Se former à la permaculture pour réinventer la restauration collective durable
22 août 2025
Pourquoi la permaculture en restauration collective : enjeu et contexte
Le gaspillage alimentaire en restauration collective française reste colossal : selon l’Ademe, 170g par repas en moyenne, soit plus de 1,3 million de tonnes de déchets par an (source : Ademe, “Le gaspillage alimentaire en restauration collective”, 2020). Face à l’urgence climatique, la loi EGAlim veut imposer 50 % de produits labellisés ou durables en restauration collective publique (20 % bio minimum).
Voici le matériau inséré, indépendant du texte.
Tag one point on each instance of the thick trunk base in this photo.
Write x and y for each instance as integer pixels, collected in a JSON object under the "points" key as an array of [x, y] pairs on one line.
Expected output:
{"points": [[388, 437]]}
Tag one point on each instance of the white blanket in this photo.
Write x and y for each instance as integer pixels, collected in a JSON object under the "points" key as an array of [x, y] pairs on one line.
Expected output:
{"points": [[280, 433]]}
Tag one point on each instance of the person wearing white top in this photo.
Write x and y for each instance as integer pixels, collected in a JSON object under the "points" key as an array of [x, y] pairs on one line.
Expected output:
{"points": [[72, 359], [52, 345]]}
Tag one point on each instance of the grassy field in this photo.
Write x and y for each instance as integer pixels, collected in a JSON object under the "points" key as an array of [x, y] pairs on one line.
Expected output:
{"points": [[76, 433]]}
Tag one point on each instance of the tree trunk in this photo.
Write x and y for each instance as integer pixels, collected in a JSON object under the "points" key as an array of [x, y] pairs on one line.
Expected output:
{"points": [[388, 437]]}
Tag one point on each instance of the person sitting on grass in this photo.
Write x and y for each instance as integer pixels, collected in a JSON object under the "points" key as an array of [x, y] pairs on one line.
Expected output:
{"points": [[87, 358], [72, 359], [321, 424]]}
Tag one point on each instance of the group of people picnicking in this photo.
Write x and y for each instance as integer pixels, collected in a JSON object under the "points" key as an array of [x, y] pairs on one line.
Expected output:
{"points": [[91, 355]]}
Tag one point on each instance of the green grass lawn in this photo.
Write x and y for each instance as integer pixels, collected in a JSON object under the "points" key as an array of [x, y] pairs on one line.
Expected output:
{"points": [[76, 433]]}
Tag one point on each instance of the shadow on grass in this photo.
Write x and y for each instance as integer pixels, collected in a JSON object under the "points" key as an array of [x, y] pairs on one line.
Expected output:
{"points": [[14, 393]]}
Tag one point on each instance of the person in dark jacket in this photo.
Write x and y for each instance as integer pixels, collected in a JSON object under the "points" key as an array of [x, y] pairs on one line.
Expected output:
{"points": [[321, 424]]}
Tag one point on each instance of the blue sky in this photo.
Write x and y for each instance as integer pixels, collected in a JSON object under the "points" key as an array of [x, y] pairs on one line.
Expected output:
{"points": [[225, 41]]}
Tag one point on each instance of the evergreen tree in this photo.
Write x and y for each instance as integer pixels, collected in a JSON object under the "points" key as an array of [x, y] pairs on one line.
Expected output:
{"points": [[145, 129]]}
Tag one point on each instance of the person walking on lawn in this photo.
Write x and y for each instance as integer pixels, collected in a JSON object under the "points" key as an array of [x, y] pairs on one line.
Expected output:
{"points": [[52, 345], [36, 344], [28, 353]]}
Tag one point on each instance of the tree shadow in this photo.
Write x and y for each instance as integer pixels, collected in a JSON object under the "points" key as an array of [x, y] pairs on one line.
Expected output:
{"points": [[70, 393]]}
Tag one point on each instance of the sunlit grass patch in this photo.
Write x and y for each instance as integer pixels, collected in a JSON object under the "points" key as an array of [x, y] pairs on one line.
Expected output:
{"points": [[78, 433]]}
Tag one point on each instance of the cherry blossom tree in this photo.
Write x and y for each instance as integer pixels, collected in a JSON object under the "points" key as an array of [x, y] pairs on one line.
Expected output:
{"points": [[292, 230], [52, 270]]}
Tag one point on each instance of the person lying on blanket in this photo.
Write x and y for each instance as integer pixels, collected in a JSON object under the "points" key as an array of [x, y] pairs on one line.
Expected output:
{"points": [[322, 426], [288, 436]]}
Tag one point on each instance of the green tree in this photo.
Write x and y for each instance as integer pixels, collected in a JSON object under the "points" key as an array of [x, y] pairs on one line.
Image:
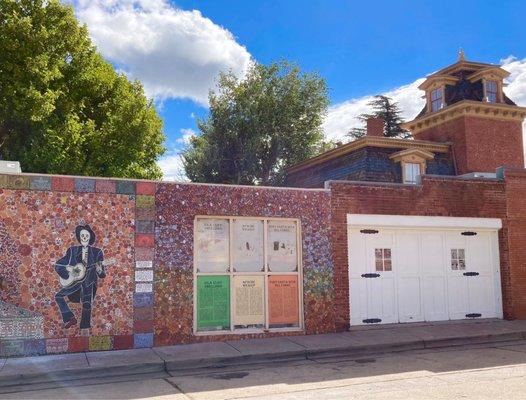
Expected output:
{"points": [[258, 126], [63, 108], [383, 107]]}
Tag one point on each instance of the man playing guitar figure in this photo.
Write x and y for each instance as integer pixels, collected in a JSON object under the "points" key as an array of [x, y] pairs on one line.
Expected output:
{"points": [[79, 287]]}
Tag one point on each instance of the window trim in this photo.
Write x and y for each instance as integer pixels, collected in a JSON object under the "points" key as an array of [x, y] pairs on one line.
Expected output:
{"points": [[265, 273]]}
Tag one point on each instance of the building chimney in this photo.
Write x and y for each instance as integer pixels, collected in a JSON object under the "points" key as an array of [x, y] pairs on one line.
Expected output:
{"points": [[375, 127]]}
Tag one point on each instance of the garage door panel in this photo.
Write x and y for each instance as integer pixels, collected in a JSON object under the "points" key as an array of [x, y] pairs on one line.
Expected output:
{"points": [[409, 307], [435, 300]]}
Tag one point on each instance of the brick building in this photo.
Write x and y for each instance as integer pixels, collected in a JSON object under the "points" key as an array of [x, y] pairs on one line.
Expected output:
{"points": [[383, 231]]}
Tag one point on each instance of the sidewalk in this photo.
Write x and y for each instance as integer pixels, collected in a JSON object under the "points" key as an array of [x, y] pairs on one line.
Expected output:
{"points": [[182, 359]]}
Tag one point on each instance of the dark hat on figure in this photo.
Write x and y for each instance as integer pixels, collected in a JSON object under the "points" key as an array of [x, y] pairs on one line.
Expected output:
{"points": [[79, 228]]}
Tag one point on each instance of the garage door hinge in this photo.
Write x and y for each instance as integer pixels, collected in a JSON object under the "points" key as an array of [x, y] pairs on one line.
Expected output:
{"points": [[370, 275], [369, 231], [371, 321]]}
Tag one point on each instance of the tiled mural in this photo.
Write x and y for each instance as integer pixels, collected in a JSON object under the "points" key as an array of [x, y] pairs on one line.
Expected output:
{"points": [[178, 204], [131, 244]]}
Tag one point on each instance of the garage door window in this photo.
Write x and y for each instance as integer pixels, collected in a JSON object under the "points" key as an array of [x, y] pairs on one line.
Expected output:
{"points": [[382, 259], [458, 259]]}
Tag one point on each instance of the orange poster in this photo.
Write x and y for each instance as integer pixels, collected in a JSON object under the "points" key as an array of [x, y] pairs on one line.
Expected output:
{"points": [[283, 300]]}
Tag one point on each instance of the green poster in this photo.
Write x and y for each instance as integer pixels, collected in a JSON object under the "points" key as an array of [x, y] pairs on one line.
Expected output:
{"points": [[213, 302]]}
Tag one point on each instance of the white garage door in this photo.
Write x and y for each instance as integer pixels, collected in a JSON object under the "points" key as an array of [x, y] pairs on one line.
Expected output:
{"points": [[409, 269]]}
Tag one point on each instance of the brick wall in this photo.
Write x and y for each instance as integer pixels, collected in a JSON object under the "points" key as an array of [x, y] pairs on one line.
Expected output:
{"points": [[480, 144], [435, 197]]}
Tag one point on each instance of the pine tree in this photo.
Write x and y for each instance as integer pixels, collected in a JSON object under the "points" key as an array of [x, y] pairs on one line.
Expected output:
{"points": [[383, 107]]}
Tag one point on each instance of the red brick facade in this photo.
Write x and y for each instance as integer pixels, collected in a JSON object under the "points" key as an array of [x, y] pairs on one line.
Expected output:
{"points": [[435, 197], [480, 144]]}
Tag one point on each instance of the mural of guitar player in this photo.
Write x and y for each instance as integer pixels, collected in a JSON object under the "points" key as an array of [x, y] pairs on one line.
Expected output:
{"points": [[79, 271]]}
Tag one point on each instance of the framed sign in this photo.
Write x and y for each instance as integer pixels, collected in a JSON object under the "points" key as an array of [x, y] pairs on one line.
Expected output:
{"points": [[282, 246], [283, 300], [213, 302], [249, 300], [248, 245], [212, 243]]}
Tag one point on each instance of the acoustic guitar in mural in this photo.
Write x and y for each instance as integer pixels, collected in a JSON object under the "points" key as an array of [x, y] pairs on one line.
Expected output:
{"points": [[77, 273]]}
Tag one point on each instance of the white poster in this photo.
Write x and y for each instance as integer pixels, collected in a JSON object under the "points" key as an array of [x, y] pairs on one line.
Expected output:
{"points": [[249, 300], [212, 245], [282, 246], [248, 245]]}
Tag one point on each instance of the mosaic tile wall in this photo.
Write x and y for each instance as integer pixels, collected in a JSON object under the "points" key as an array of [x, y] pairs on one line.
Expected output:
{"points": [[178, 204], [38, 216], [146, 298]]}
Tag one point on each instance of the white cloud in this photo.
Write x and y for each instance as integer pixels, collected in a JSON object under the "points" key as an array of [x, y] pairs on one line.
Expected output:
{"points": [[175, 53], [342, 117]]}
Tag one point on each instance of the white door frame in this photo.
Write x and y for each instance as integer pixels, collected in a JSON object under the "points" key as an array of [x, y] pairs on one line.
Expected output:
{"points": [[429, 223]]}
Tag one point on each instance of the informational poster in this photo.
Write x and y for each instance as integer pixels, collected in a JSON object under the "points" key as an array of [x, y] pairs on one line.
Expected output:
{"points": [[249, 301], [281, 246], [248, 245], [213, 302], [212, 245], [283, 300]]}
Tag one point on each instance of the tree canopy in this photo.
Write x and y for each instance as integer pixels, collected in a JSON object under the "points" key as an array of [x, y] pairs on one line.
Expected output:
{"points": [[63, 108], [258, 126], [383, 107]]}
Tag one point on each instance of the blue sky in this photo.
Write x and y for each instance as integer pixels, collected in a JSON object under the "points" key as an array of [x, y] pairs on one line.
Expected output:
{"points": [[360, 48]]}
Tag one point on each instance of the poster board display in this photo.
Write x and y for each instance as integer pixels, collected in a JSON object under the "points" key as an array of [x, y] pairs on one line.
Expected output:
{"points": [[283, 300], [282, 246], [248, 245], [212, 245], [213, 302], [249, 300]]}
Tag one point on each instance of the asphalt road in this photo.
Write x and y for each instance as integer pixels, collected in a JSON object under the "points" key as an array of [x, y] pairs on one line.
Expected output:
{"points": [[478, 372]]}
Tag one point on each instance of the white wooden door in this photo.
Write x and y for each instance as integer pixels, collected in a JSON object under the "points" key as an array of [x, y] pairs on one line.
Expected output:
{"points": [[371, 278]]}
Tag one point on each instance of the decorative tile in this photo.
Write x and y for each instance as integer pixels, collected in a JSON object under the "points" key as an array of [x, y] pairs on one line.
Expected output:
{"points": [[34, 347], [122, 342], [56, 345], [144, 240], [125, 187], [100, 343], [40, 183], [147, 188], [143, 326], [78, 344], [17, 182], [143, 275], [142, 300], [144, 226], [105, 186], [84, 185], [144, 201], [143, 287], [11, 348], [62, 184], [143, 264], [143, 313], [145, 214], [142, 340], [144, 253]]}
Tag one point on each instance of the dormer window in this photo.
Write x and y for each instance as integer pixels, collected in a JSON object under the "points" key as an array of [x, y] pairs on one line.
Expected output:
{"points": [[437, 99], [491, 88]]}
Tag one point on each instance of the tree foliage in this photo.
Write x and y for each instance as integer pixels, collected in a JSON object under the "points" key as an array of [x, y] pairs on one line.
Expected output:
{"points": [[258, 126], [383, 107], [63, 108]]}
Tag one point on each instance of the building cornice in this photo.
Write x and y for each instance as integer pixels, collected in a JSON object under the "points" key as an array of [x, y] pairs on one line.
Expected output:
{"points": [[370, 141], [464, 108]]}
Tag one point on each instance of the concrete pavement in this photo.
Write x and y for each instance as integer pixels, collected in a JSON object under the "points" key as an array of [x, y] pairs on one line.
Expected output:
{"points": [[482, 371], [187, 359]]}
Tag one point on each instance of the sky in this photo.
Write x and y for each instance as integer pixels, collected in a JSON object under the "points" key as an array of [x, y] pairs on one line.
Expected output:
{"points": [[361, 48]]}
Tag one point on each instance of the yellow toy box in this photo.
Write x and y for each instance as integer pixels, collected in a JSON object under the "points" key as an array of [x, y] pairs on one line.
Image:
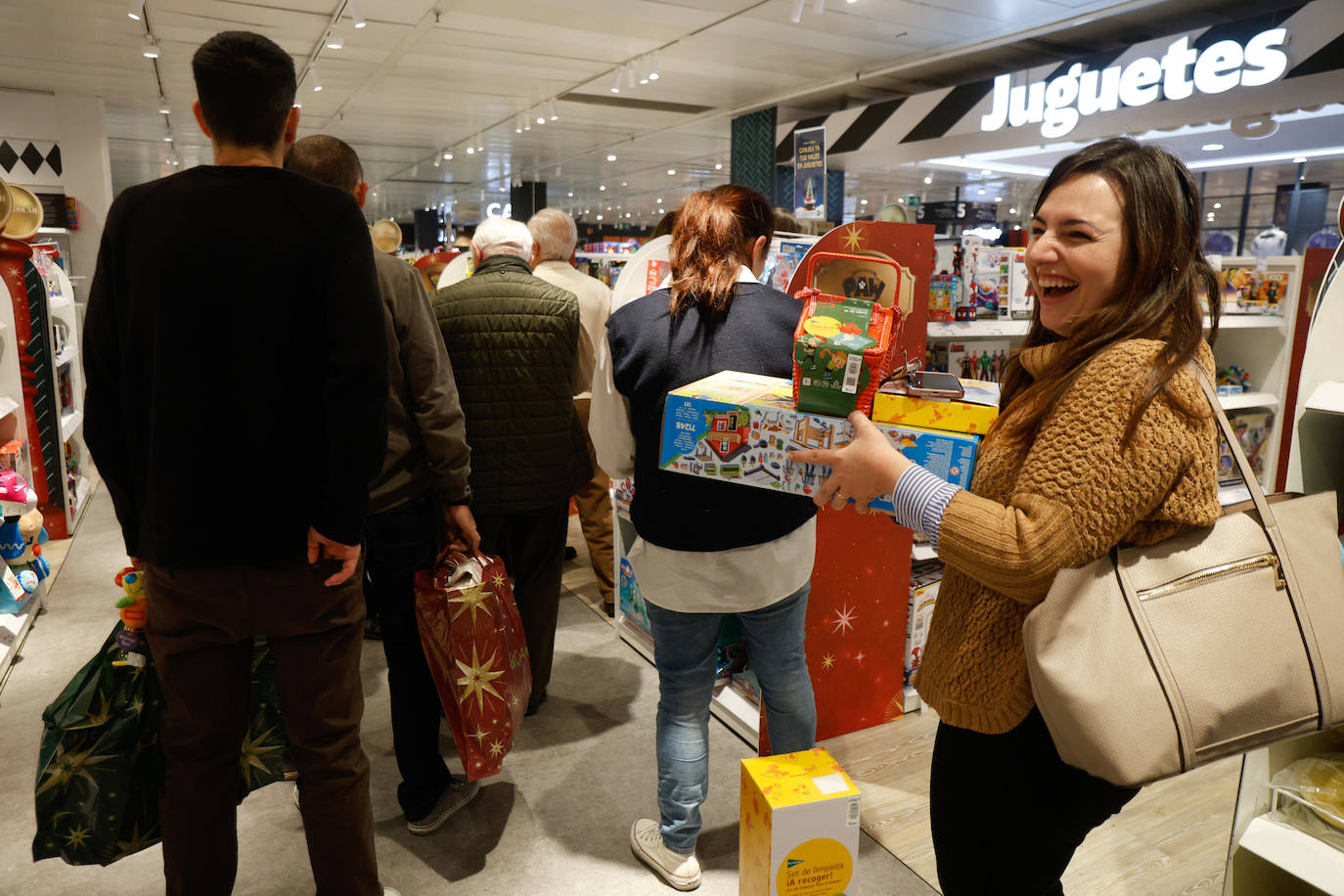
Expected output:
{"points": [[800, 827], [976, 410]]}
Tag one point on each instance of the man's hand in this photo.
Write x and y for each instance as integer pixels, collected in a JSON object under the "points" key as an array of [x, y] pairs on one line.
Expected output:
{"points": [[319, 546], [461, 527], [862, 470]]}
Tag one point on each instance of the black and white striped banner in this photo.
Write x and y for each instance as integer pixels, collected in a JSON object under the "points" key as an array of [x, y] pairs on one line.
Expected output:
{"points": [[948, 121]]}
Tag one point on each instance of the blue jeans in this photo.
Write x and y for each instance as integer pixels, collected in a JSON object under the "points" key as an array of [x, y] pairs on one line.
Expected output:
{"points": [[683, 653]]}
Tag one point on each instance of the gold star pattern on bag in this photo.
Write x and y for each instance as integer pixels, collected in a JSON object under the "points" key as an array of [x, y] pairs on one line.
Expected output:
{"points": [[477, 677], [852, 238], [68, 766], [471, 600]]}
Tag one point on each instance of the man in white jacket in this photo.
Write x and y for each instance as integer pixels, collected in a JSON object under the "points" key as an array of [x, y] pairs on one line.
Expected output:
{"points": [[554, 237]]}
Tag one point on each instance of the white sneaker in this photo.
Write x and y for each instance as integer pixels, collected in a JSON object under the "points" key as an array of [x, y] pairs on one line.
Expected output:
{"points": [[460, 791], [682, 872]]}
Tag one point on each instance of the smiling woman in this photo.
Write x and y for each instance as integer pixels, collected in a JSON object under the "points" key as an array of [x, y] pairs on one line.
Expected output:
{"points": [[1103, 438]]}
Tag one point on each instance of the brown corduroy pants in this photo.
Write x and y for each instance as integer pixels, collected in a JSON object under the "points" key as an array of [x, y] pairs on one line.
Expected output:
{"points": [[201, 629], [594, 506]]}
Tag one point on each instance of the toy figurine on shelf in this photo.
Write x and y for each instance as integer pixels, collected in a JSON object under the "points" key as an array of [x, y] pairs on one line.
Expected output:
{"points": [[133, 612]]}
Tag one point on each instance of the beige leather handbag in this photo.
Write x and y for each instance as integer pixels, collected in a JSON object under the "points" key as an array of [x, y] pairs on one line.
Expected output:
{"points": [[1154, 659]]}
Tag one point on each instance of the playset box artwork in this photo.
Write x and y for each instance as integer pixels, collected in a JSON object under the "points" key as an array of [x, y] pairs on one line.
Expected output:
{"points": [[798, 833], [739, 427]]}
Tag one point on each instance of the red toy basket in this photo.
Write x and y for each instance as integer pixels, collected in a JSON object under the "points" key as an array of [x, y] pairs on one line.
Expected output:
{"points": [[884, 327]]}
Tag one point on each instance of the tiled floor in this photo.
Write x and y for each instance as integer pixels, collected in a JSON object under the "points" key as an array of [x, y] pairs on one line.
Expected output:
{"points": [[556, 821]]}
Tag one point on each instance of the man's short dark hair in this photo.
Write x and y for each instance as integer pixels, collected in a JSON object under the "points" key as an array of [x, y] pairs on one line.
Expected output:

Autant de défis qui rendent l’approche permacole intéressante, car elle répond en même temps à la gestion des ressources, à l’ancrage territorial et à la résilience alimentaire.
- Limiter l’empreinte environnementale grâce à des circuits courts et une production raisonnée.
- Favoriser la biodiversité dans les lieux de production et proposer des menus plus diversifiés.
- Restructurer les modèles alimentaires, avec une culture des légumes et fruits adaptés au territoire et à la saison.
Mais pour opérer ce virage, il faut des équipes formées, du jardin à l’assiette !
Panorama des formations : pour qui, pour quoi ?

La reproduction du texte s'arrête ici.